Four schools in the East Kilbride area (a secondary and three associated primaries) are discussing links with a variety of community groups to develop arts programmes that will be interwoven with the curriculum and could cover anything from early intervention to social history.

South Lanarkshire’s arts education co-ordinator, Brian McGeoch, who is flying to Chicago next month to finalise details, says: “We have to make the CAPE model work in our way. Unlike Chicago, 15 per cent of our curriculum is devoted to the arts. Whatever CAPE does here, it will be within the curricular platform already established. It will address the 5-14 learning outcomes in primary and secondary schools as well as the Revised Higher and Standard grades.”

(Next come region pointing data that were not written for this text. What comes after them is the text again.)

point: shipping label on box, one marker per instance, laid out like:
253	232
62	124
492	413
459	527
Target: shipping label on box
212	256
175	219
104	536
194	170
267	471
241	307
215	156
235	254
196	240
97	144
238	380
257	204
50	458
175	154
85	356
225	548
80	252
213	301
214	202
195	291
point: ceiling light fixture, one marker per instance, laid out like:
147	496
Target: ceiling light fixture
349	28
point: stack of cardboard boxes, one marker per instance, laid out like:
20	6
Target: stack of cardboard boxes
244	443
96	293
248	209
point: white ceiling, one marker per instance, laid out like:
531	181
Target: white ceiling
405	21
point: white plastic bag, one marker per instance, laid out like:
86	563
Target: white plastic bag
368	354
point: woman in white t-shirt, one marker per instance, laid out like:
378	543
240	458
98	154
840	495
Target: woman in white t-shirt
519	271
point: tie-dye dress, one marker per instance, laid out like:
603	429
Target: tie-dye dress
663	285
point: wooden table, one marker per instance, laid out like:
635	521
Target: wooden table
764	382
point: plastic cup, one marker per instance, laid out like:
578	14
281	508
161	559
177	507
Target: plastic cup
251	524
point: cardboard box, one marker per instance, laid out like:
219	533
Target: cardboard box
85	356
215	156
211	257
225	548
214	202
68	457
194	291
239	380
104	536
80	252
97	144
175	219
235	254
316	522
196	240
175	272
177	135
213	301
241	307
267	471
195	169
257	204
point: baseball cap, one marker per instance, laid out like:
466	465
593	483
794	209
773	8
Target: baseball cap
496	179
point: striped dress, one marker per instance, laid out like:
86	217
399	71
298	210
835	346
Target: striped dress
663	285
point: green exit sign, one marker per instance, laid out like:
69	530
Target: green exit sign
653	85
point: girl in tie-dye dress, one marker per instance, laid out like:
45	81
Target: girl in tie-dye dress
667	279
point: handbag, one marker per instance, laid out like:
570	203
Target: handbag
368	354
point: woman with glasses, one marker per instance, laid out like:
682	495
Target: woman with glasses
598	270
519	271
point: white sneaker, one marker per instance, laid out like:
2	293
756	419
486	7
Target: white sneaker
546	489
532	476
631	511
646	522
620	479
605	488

The artists will be from various disciplines like literature, drama, dance, the visual arts, and will bring their own expertise to use art as a means of learning through the whole curriculum.

In Chicago the CAPE initiative is composed of 10 neighbourhood-based partnerships involving 25 Chicago public ie state schools, 52 professional arts organisations and 18 community organisations. Together these partnerships are committed to planning arts-integrated curriculums and developing innovative approaches to teaching, learning and school improvement.

Their strategy is to make arts experiences available every day for every child, “moving from an enrichmentexposure approach to an integrated curriculum approach”.

Examples of integrated programmes which CAPE has evolved in America include a Music Studio Project: Maths and Music, which used music to teach addition, subtraction, multiplication, division, percentages, graphing and the use of critical thinking skills, creative skills and group work skills.

Students worked in teams, budgeting, planning and producing a CD. Activities included discussing all elements involved in a recording studio project, including the album’s content and cover, and the group’s identity.

Another example, which brought together dance, language arts and social studies, was The Story of Making Clothes, which looked at economics through the clothes-making process and explored the different occupations through dance .

Students were introduced to modern dance, dance vocabulary and how to create movement, then split into groups of farmers, weavers, tailors and sellers to write the story of how clothes were made. The story was then turned into a full, narrative dance.

One possibility in Scotland would be for East Kilbride pupils to work on the Gateway sculpture project at the town centre. The sculpture of steel and neon tubes contains an information gathering unit that collects environmental data. The secondary school could process the data for use in environmental studies, social history or architecture and design.

The CAPE project also hopes to tie in to the Glasgow 1999 Year of Architecture and Design with a scheme of architects and designers in South Lanarkshire schools.

Brian McGeoch is looking forward to the impact that CAPE could have on South Lanarkshire schools. “This is an exciting opportunity to work in an international partnership that will put us in touch with novel ideas.

“These life skills, social and presentation skills are what employers are looking for now rather than subject expertise. This project addresses them in an exciting way.

“We live in an age of technological and media saturation and that’s the environment the arts have to deal with. Pupils will be better equipped to deal with it through projects like CAPE.”

McGeoch believes South Lanarkshire is the ideal place for this first Scottish-Chicago collaboration. “There is a pedigree of partnerships already established here with South Lanarkshire being used to working with the SAC and other outside providers.

“There are two ways of looking at arts education funding. You can have a pot of money to bestow quality arts on schools or you can produce a challenge fund that allows schools to do what they want in terms of targets and outcomes.

“I think CAPE is closer to the latter approach. It’s about making the arts central to the curriculum and to the schools’ individual needs in partnership with their own local communities.”